—Oui, la fille de Lucienne, vicomtesse d'Effranges, dit-elle du même ton bref et saccadé.
—Elle ne ressemble pas à sa mère. C'est le type des d'Effranges, absolument… Elle m'a paru une ravissante personne, moins brillante, moins coquette que Lucienne, n'est-ce pas?… Je doute que l'élégante Lucienne Norand ait jamais consenti à revêtir cette modeste tenue de ménagère.
L'ombre se fit plus épaisse sur le front de son interlocutrice dont les lèvres se pincèrent nerveusement.

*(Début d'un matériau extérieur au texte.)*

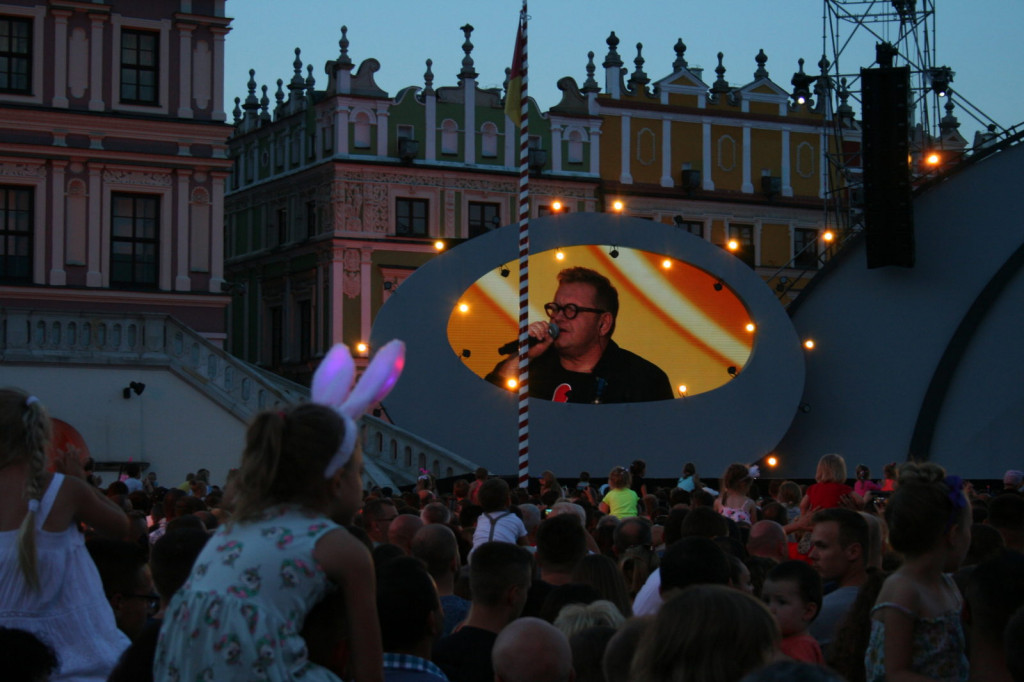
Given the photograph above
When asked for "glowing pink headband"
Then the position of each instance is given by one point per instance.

—Malheureusement, je ne l'y ai jamais forcée, dit-elle d'un ton où vibrait une émotion puissante. Si j'avais agi envers elle comme je l'ai fait pour Isabelle, elle vivrait encore, ma jolie Lucienne. Mais j'ai été faible… Pendant plusieurs années après mon mariage, uniquement occupée de mes travaux littéraires, de la renommée que j'ambitionnais, du succès, de la célébrité même qui m'arrivait alors que j'étais si jeune encore, je laissais mes enfants aux soins d'une gouvernante… Et cependant, je les aimais, je le compris le jour où mon second fils mourut d'une chute causée par l'imprudence d'une servante. Alors je rapprochai de moi Marcel et Lucienne, je m'occupai d'eux… mais surtout pour les gâter, car je ne pouvais résister au moindre caprice de ces êtres ravissants… Oui, on a vanté bien souvent ma force de caractère, mon invincible énergie, et, de fait, je n'ai jamais plié, excepté devant mes enfants. Aussi qu'est-il advenu?… Après une vie folle que lui payaient les sommes chaque année plus considérables gagnées par sa mère, Marcel Norand est mort à vingt-deux ans, des suites d'une blessure reçue en duel… et on a dit que c'était un bonheur pour sa mère, et pour lui, car la folie le guettait, et, déjà, avait commencé son oeuvre…
Sa voix avait pris un son rauque et elle passa lentement la main sur son front où se formaient de douloureuses rides.
—Comme vous avez souffert, ma pauvre Sylvie! dit M. Marnel d'un ton ému.
—Si j'ai souffert!… Mais le pire m'attendait encore. J'idolâtrais Lucienne, si radieusement jolie, si vive, tellement charmante qu'on ne pouvait la voir sans l'admirer. Depuis son enfance, elle n'avait jamais eu qu'un objectif: s'amuser… s'amuser toujours, briller, éblouir les autres, et moi je n'avais qu'un désir: l'y aider de tout mon pouvoir. Uniquement par orgueil, elle avait épousé à dix-huit ans le vicomte d'Effranges, riche et frivole gentilhomme qui la laissa veuve deux ans plus tard… A vingt-trois ans, Lucienne mourait, fatiguée, usée par une vie mondaine sans trêve ni répit qui avait brisé son tempérament délicat. Elle quittait la vie en m'accusant de sa mort… parce que je ne lui avais jamais rien refusé… parce que je l'avais trop aimée… Oui, elle a dit ce mot…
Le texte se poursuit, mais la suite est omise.